Surveys carried out by UNHCR, the UN Refugee Agency, found that some 70 per cent of people arriving in the Darién were relying on information gleaned from social media platforms that often downplays or mispresents the risks of the journey.
“On Facebook there are people who make pages recommending themselves as guides. What they really do is deceive us; they trick us into doing it," says Ayaluz, explaining that based on what they read on social media, she and her husband sold all their belongings to fund the journey, without understanding the dangers.
Recognizing the need to challenge misinformation about the Darién, UNHCR developed its own social media campaign, ‘Trust the Toucan’, in 2023. It shares crucial information and video testimonies on Facebook and TikTok in Spanish, English and Haitian Creole with the aim of reaching refugees and migrants in the region, mainly in Colombia, Ecuador, Peru, and Venezuela, before they make the decision to cross the jungle.
“Information saves lives, and through 'Trust the Toucan', UNHCR not only provides an accurate portrayal of the jungle’s dangers, but also actively takes up space in the same online platforms where misinformation spreads, so refugees and migrants can make informed decisions,” says Jose Egas, Representative for UNHCR in Panama, noting that the campaign has been viewed more than 26 million times.
Two-way communication
‘The Toucan’ posts interviews with refugees and migrants, like Orlando, who recently made the crossing with 27 kilos of food, water and clothes strapped to his back, and his 9-year-old daughter by his side. Although he had heard stories and expected the journey to be difficult, he was unprepared for the reality.

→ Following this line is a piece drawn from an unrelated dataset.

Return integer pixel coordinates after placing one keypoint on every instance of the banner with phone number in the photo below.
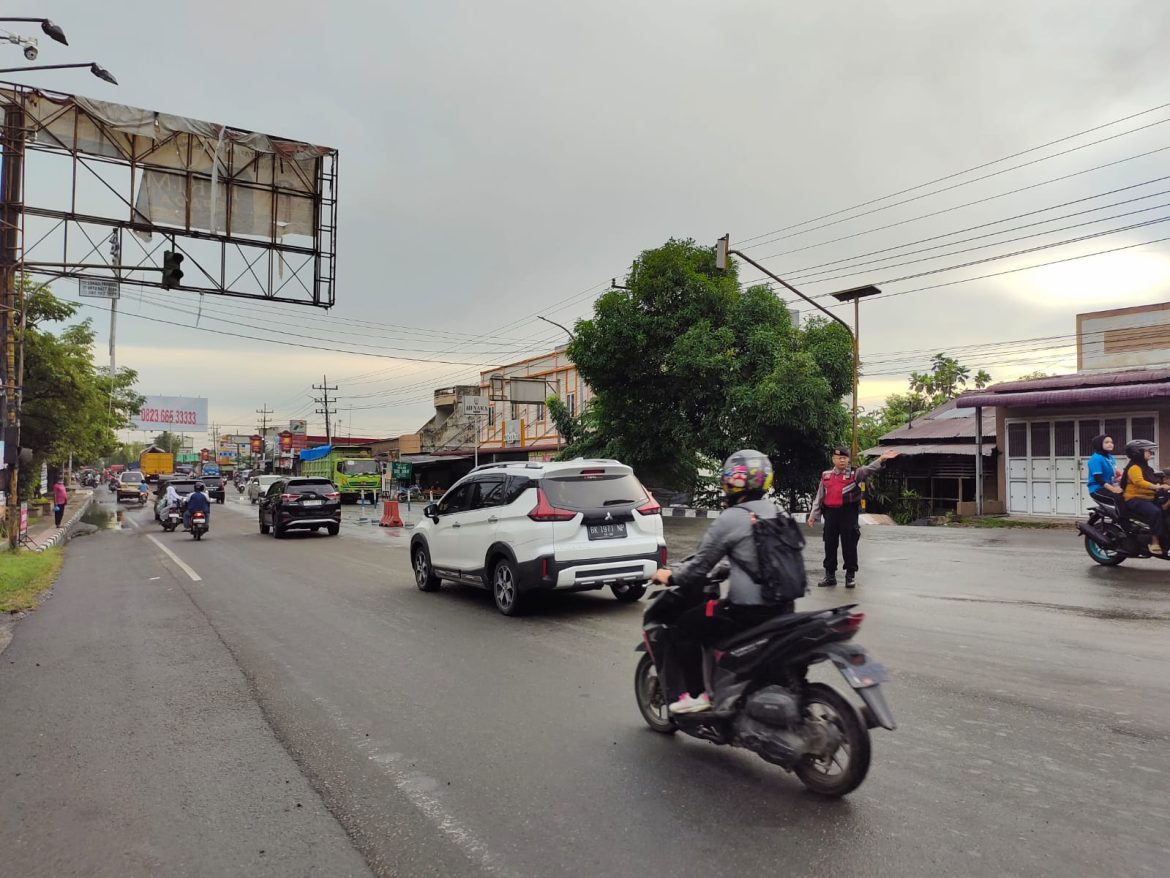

“The guides told us that in a day and a half we would get out of the jungle, which is totally false… There was a moment when I felt faint because I thought I would never get out. We walked and walked, and the jungle seemed endless,” he says. “People fracture their feet, ankles. After one sustains an injury in the jungle … it’s fatal.”
During the journey, his group rescued a woman who had been abandoned with her two children as they struggled to keep up with the physical demands of a path where one wrong step could result in injury or death.
Had he known the real dangers, Orlando says he would not have risked the lives of his family in his pursuit of a better life.
As well as sharing testimonies like these, ‘The Toucan’ also allows refugees and migrants to send messages to UNHCR via TikTok, Facebook and WhatsApp. They can verify stories and information shared by friends and relatives, seek guidance on applying for asylum in Panama, or even raise the alarm about relatives who have gone missing in the jungle.
In a video received through WhatsApp earlier this year, UNHCR found out about a 36-year-old woman with a broken leg who had already spent four days in a tent with her two small children. A passing group sent the message with information about a nearby natural landmark to help locate where she was stranded. UNHCR shared the recording with Panamanian authorities, and she was rescued a couple of days later.
“You destroy yourself, thinking that maybe you’ll be able to get ahead. That it will be better than in Ecuador, but it’s not worth it; it’s a lot of suffering,” says Carmen*, 61, through tears. In Ecuador, she worked as a seamstress until gangs threatened her, demanding a share of her earnings. While crossing the jungle with her daughter, nieces, and nephews, she and her family spent days without food. They drank water from rivers, which left them weak with fever and stomach issues.
Like Ayaluz and Rodrigo, she hopes that by sharing her story through ‘Trust the Toucan’, she can help others understand the risks of the crossing.
“It’s a pain that lasts a lifetime, and I regret that I came this way.”
*Name changed for protection reasons.